Mann took over his office in a very troubled time. The city of Erfurt had been shaken by strikes and unrest since the November Revolution of 1918. The Kapp Putsch of the spring of 1920 was the climax of the civil war-like clashes between left workers on the one hand, vigilante groups, police and military on the other. Eight dead and numerous injured were to be mourned. The efforts of Mayor Mann and representatives of the moderate parties in the city council to defuse the situation were unsuccessful.

It was not until 1924 that the situation calmed down again, which was associated with the relative economic upswing of the “Roaring Twenties”, which actually only lasted five years. Under Mann and his building authority manager Johannes Klass, the city ​​of Erfurt implemented large-scale municipal projects such as the construction of the airport , the gas supply, the Nordbad (1925/28), the Mitteldeutsche Kampfbahn stadium (1927/31) and the surgical clinic of the municipal hospital (1928/29 ). The municipal Angermuseum became a center of modern art with the support of Mann, who was chairman of the art association according to the statutes. In 1929 it even succeeded in making Erfurt a university town again with a pedagogical academy . The old Erfurt academy of non-profit sciences was reactivated. On December 1, 1929, the “Mitteldeutsche Zeitung” wrote about Bruno Mann: “ The citizens have to thank him deeply for the fact that, despite the post-war and inflationary hardship, Erfurt has enjoyed an upswing that only a few German cities can record. "

In the local elections in 1929, the NSDAP-affiliated “ Greater German Freedom Movement ” won 10 out of 52 city council mandates with 17.8 percent, which attracted attention across the Reich. Bruno Mann now had to deal with their leader Adolf Schmalix and at times led four libel trials against him at the same time.

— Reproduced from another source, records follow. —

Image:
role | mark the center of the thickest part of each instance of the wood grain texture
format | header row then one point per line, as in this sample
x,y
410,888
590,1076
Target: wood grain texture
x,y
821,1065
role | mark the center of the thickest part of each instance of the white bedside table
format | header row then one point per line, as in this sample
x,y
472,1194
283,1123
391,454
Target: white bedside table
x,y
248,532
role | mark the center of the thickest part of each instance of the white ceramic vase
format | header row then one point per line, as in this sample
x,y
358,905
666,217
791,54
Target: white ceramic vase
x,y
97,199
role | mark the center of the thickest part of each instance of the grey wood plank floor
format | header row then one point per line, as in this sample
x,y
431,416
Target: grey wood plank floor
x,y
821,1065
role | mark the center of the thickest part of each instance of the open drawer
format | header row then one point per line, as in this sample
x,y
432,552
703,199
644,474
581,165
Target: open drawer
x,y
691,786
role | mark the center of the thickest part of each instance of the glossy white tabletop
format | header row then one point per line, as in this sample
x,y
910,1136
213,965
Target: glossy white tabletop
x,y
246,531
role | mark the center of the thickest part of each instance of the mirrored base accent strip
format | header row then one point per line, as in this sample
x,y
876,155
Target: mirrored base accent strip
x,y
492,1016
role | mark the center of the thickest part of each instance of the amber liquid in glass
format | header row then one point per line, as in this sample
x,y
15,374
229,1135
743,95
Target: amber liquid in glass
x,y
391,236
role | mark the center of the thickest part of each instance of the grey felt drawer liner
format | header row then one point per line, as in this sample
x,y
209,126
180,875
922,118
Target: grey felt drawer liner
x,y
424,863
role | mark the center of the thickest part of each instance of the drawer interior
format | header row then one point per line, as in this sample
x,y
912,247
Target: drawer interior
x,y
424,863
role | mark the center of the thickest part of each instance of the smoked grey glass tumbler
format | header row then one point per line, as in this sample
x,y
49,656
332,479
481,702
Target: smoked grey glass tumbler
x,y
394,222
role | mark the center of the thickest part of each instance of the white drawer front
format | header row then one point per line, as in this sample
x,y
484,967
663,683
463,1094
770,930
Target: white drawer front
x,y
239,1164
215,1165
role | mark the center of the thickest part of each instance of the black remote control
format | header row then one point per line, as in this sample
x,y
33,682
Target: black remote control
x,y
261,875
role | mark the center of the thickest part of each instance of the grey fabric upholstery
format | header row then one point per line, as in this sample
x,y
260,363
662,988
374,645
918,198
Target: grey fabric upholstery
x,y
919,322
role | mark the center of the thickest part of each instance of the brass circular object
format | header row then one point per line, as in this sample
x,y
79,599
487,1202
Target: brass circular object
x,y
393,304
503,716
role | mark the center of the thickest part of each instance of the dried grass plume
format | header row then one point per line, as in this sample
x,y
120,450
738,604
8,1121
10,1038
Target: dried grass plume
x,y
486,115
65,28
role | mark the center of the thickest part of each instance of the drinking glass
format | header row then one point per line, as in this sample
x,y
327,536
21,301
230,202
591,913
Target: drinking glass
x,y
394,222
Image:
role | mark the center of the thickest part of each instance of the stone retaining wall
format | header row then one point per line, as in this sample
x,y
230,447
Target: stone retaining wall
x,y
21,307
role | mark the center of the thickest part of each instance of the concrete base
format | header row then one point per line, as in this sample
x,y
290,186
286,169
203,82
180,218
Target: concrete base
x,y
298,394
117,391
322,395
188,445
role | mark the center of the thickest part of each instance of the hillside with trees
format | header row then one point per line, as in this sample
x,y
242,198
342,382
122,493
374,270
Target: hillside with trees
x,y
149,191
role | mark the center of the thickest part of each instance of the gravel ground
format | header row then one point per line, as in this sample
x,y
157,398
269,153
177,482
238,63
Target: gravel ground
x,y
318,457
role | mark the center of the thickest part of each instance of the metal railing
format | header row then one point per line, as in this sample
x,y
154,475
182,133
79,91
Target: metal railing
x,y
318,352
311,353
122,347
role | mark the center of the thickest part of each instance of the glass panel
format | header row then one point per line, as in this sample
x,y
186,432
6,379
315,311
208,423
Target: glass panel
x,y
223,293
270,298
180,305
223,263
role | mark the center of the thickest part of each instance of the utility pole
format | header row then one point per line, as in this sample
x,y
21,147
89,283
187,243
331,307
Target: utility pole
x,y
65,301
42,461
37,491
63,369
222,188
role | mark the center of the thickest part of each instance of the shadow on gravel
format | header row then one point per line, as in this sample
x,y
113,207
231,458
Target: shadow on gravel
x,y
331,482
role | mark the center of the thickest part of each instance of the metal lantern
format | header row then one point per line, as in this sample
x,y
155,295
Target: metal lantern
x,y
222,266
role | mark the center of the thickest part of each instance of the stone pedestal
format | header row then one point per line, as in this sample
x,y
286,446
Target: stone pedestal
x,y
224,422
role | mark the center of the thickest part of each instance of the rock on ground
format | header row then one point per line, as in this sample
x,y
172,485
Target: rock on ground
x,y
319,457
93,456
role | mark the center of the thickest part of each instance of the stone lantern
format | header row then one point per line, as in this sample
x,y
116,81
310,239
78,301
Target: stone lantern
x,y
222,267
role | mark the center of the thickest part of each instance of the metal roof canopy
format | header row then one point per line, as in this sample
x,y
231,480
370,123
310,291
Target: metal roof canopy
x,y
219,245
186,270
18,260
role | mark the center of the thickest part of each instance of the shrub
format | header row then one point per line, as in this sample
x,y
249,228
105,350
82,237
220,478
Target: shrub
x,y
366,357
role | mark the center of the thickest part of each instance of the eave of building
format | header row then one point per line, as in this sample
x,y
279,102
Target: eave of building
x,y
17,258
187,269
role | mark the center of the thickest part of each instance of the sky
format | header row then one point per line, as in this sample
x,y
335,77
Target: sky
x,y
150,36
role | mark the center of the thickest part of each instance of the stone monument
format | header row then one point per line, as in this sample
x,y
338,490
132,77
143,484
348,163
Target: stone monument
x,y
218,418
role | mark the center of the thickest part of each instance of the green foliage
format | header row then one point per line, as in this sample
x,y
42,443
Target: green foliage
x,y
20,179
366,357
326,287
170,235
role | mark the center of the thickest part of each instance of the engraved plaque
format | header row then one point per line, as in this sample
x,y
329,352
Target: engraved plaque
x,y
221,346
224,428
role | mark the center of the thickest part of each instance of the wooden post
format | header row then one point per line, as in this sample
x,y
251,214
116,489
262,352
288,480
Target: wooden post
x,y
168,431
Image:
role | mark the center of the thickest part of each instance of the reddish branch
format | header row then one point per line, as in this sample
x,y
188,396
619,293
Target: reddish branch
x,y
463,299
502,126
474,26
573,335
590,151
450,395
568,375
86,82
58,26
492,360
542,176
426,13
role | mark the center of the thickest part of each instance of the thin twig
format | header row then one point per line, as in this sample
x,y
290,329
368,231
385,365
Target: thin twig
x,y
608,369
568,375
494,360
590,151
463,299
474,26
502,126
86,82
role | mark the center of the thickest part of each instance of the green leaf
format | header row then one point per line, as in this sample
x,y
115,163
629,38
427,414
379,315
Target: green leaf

At the end of 1929, numerous companies in Erfurt had to close or lay off employees as a result of the global economic crisis. Public life largely collapsed, and even the Pedagogical Academy was closed again in 1932. In the summer of 1932, more than one in three Erfurt residents was unemployed, and the city had long since lost its balance. In the Reichstag elections of July 1932 , the NSDAP received 42.2 percent in Erfurt.

In 1933, at the age of 59, Bruno Mann was pushed into retirement by the National Socialists and on March 31, 1933, he spoke to the city council that he wanted to " solemnly let the new national spirit enter our town hall ". His successor was the National Socialist Theodor Pichier (1933–1935).

Bruno Mann was the grandfather of the jazz musician Klaus Doldinger .

literature

  • Steffen Raßloff : Civil War and the Roaring Twenties. Erfurt in the Weimar Republic . Sutton Verlag, Erfurt 2008, ISBN 978-3-86680-338-1 .
  • Steffen Raßloff: The Lord Mayor of Erfurt since 1872 . In: City and History. Magazine for Erfurt. Vol. 35 (2007), pp. 25-27.
  • Friedrich Henning: Bruno Mann. Lord Mayor of Erfurt from 1919 to 1933 . In: Erfurt home letter. No. 8, June 5, 1964, p. 53 f.
  • District Office Neukölln (Ed.): Rixdorf Town Hall - Neukölln Town Hall: On the occasion of the 100th anniversary. Berlin 2008, ISBN 978-3-00-026396-5 .

Web links

Individual evidence

  1. ^ Directory of the members of the Association of the Old Paulines in Leipzig 1937, ed. by Walter Seidel and Willmar Sichler, p. 32.